Some of the walkers were feeling the strain of the heat and the long walk itself. The day before, one lady, with a Canadian accent, seemed to be struggling a little more so I went and accompanied her a little way. I suggested some trail tricks that she might like to apply. The next day we reached a shearing shed and waited for the stragglers while resting in the shade of the building. The Canadian accent lady was feeling the strain so I went back and walked up the hill with her. As I approached she smiled and said that I was her saviour! So my suggestions did help and she called me ‘My Saviour’ thereafter!

As we approached Patearoa, seen in the distance, we passed through an area of old gold mining by sluicing before reaching the Sowman Walkway then walking into the Patearoa domain itself close to 4pm. But we weren’t to stay the night here.

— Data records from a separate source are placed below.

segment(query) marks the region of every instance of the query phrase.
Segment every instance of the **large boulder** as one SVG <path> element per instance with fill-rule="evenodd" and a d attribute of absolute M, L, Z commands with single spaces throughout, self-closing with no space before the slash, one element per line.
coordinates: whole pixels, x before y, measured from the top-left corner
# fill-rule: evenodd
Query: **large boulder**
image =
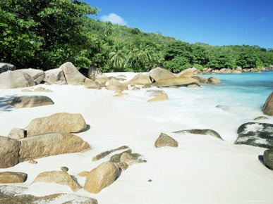
<path fill-rule="evenodd" d="M 193 76 L 192 77 L 193 79 L 198 79 L 199 81 L 199 82 L 200 82 L 202 84 L 207 84 L 207 79 L 206 79 L 205 77 L 202 77 L 200 76 Z"/>
<path fill-rule="evenodd" d="M 87 78 L 85 82 L 85 88 L 100 89 L 102 87 L 99 82 Z"/>
<path fill-rule="evenodd" d="M 175 77 L 175 75 L 172 72 L 161 68 L 152 69 L 149 72 L 149 75 L 152 82 L 163 79 L 171 79 Z"/>
<path fill-rule="evenodd" d="M 71 85 L 83 85 L 86 77 L 71 63 L 66 63 L 59 68 L 63 72 L 66 82 Z"/>
<path fill-rule="evenodd" d="M 195 69 L 188 68 L 178 73 L 176 75 L 176 77 L 183 76 L 183 77 L 191 77 L 193 76 L 194 72 L 195 72 Z"/>
<path fill-rule="evenodd" d="M 21 139 L 20 161 L 90 149 L 80 137 L 68 133 L 50 133 Z"/>
<path fill-rule="evenodd" d="M 97 193 L 111 185 L 119 177 L 119 172 L 117 164 L 111 162 L 103 162 L 88 173 L 84 189 L 90 193 Z"/>
<path fill-rule="evenodd" d="M 55 113 L 51 115 L 33 119 L 25 128 L 27 136 L 50 132 L 80 132 L 86 129 L 86 123 L 80 113 Z"/>
<path fill-rule="evenodd" d="M 61 69 L 52 69 L 45 71 L 44 73 L 44 82 L 59 85 L 67 84 L 66 77 Z"/>
<path fill-rule="evenodd" d="M 36 187 L 36 186 L 35 186 Z M 39 188 L 39 187 L 38 187 Z M 1 203 L 86 203 L 97 204 L 96 199 L 74 194 L 55 193 L 37 197 L 23 194 L 28 188 L 18 186 L 0 186 Z M 42 191 L 42 189 L 39 189 Z"/>
<path fill-rule="evenodd" d="M 6 71 L 13 71 L 16 69 L 16 67 L 9 63 L 0 63 L 0 74 Z"/>
<path fill-rule="evenodd" d="M 0 168 L 11 167 L 19 162 L 20 141 L 0 136 Z"/>
<path fill-rule="evenodd" d="M 264 162 L 267 167 L 273 170 L 273 149 L 264 152 Z"/>
<path fill-rule="evenodd" d="M 238 129 L 238 138 L 234 144 L 247 144 L 273 148 L 273 125 L 248 122 Z"/>
<path fill-rule="evenodd" d="M 219 133 L 212 129 L 183 129 L 183 130 L 174 132 L 174 133 L 210 135 L 223 140 L 223 139 L 219 134 Z"/>
<path fill-rule="evenodd" d="M 268 96 L 264 106 L 262 107 L 262 112 L 265 115 L 273 115 L 273 92 Z"/>
<path fill-rule="evenodd" d="M 34 82 L 35 82 L 35 84 L 39 84 L 44 79 L 45 73 L 42 70 L 32 68 L 23 69 L 20 70 L 32 77 Z"/>
<path fill-rule="evenodd" d="M 207 84 L 220 84 L 222 82 L 217 78 L 211 77 L 207 79 Z"/>
<path fill-rule="evenodd" d="M 23 183 L 27 177 L 28 174 L 22 172 L 0 172 L 0 184 Z"/>
<path fill-rule="evenodd" d="M 15 108 L 20 108 L 52 105 L 54 102 L 46 96 L 22 96 L 15 97 L 8 103 Z"/>
<path fill-rule="evenodd" d="M 117 94 L 121 94 L 122 91 L 128 90 L 128 84 L 126 83 L 121 83 L 118 80 L 111 78 L 105 89 L 114 91 Z"/>
<path fill-rule="evenodd" d="M 0 89 L 23 88 L 35 85 L 32 77 L 20 70 L 0 74 Z"/>
<path fill-rule="evenodd" d="M 135 85 L 145 85 L 150 84 L 152 83 L 151 79 L 148 75 L 143 75 L 142 73 L 138 73 L 135 75 L 132 79 L 128 82 L 129 84 L 135 84 Z"/>
<path fill-rule="evenodd" d="M 82 186 L 75 181 L 71 175 L 64 171 L 51 171 L 40 173 L 31 184 L 37 182 L 54 183 L 68 186 L 73 191 L 82 189 Z"/>
<path fill-rule="evenodd" d="M 104 87 L 105 83 L 109 81 L 107 76 L 94 64 L 89 68 L 87 76 L 89 79 L 99 82 L 102 87 Z"/>
<path fill-rule="evenodd" d="M 162 79 L 157 81 L 154 83 L 154 85 L 157 87 L 171 87 L 171 86 L 188 86 L 191 84 L 197 84 L 198 86 L 200 85 L 200 83 L 198 80 L 193 79 L 192 77 L 178 77 L 169 79 Z"/>
<path fill-rule="evenodd" d="M 160 148 L 163 146 L 178 147 L 178 143 L 174 138 L 166 134 L 162 133 L 159 138 L 156 140 L 154 146 L 156 148 Z"/>

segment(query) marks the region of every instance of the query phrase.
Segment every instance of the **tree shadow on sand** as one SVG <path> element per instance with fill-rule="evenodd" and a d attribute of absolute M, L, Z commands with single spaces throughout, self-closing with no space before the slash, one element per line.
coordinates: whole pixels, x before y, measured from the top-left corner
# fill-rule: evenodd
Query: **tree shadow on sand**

The End of the Trail. A bit of sorting out with all the walkers into vans and the taken along some country backroads to arrive at Puketoi Station, our resting place for the night. Tents up for the last time in a paddock by their woolshed. A stiff wind came up and noticing a couple of windblown trees on the ground nearby, shifted our tent to be more into the open! The usual in the woolshed with people sorting themselves and sleeping bags spread out in the sheep pens inside. The main shearing floor area was clear in readiness for a get together after tea. And so it was. Each ‘trail walker’ was awarded a certificate of completion and then came the piping of the haggis ceremony, with guard and all. The sword holder just about dropped the heavy sword on another’s foot but recovered in time. Not sure if the guard was for the haggis or bottle of whisky as the haggis was cut up and offered to all while the whisky, minus the guard’s toast each, was escorted away still fairly full.

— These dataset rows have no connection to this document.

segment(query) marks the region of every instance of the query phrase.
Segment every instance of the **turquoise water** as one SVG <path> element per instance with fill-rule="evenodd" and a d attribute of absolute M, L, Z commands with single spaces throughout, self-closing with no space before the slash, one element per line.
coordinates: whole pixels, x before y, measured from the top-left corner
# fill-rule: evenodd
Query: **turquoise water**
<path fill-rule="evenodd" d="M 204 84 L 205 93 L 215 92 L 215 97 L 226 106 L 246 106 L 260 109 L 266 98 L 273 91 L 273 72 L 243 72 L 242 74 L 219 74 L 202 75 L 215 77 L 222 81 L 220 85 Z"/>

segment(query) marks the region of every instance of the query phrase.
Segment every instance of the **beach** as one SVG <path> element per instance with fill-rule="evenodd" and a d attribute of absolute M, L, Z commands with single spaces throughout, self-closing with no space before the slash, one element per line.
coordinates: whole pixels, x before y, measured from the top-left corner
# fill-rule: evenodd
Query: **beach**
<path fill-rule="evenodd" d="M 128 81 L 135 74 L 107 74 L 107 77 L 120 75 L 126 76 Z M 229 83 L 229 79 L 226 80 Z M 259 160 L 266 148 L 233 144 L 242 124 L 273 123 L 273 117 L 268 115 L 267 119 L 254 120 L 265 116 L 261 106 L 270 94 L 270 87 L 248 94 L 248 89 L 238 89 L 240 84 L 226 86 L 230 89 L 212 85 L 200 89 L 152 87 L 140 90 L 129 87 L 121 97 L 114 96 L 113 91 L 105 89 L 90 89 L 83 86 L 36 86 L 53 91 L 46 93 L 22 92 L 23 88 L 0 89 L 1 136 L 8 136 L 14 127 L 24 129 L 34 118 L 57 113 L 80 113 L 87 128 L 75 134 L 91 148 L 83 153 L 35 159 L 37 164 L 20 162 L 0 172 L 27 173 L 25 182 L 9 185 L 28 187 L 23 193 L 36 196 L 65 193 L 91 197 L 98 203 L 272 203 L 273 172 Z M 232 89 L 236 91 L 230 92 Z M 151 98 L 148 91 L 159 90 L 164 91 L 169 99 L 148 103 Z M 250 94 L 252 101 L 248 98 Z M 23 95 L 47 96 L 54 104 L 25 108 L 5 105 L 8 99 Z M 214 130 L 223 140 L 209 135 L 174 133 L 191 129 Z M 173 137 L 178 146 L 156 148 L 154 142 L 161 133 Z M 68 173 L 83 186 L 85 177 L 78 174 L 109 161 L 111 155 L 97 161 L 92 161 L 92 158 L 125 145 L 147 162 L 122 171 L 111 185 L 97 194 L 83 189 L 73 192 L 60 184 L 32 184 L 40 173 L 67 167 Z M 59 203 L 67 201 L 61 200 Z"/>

The Station had some old cob or stone buildings about, still in a reasonable state of repair too. Nearby were fences made up of gathered rock or stone and still in use it seemed. What was probably the old homestead, looked to be well maintained and lived in.
So, I have been on another Otago Cavalcade, but err… by shanks’s pony! Had a bit of trouble keeping the damn thing moving too. Sometimes I felt like I was flogging a dead horse but I managed to hang on all the way.
If only we had a Right to Roam in our country as because probably most of the area we walked through or over, was private land. Just to be able to wander between the rocks and tussock, watch the sun risers and sunsets, the wind and clouds, as one wished.
In comparing the two cavalcades, the first was much better organised. With the first, we were all given upon arrival a little bag with name tags, information of the area, some apricots, plus even a small bottle of whisky! (I still have the full bottle too!) Upon completion, we received a certificate plus even a miners right in the Province of Otago for a year. It was good to meet up with one of the horse trail groups for lunch too.
That’s is just an awesome trek Will! Don’t know if I could do it. My feet feel swollen and blistered in sympathy just reading your wonderful story! What beautiful country NZ is for sure.